Los Angeles International Airport, one of the busiest airports in the U.S., seems to be the center for a COVID variant that is spreading rapidly across the landscape. The mutation was first discovered last summer, according to research from Cedars-Sinai. It resurfaced in cases again in October but it didn’t begin really spreading until November and December as cases of COVID surged. Holiday travel is widely seen as the culprit in the spread.
“While air traffic across the U.S. has plummeted in the last year during the pandemic, about 2 million domestic and international passengers still traveled through LAX each month in November and December 2020,” according to Cedars-Sinai.
It’s not yet known if any of the West Coast variants are more deadly, more infectious or more resistant to vaccines than other variants, according to Dr.

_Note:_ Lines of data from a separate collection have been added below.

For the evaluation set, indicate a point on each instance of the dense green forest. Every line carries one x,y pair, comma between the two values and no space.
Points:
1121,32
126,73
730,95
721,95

John Swartzberg, a professor of infectious disease and vaccinology at University of California at Berkeley.
“Those two [West Coast] variants, we don’t have as much information about and we really need that,” Swartzberg said. “There’s no evidence that suggests that they would be resistant to our current vaccines…but we don’t have a lot of solid data yet even about that.”
CAL.20C is comprised of five recurring mutations, including the L452R variant that has been identified by the state’s health department. It is different from the United Kingdom’s B.1.1.7 variant and the South African variant, B.1.251 — both of which are highly transmissible.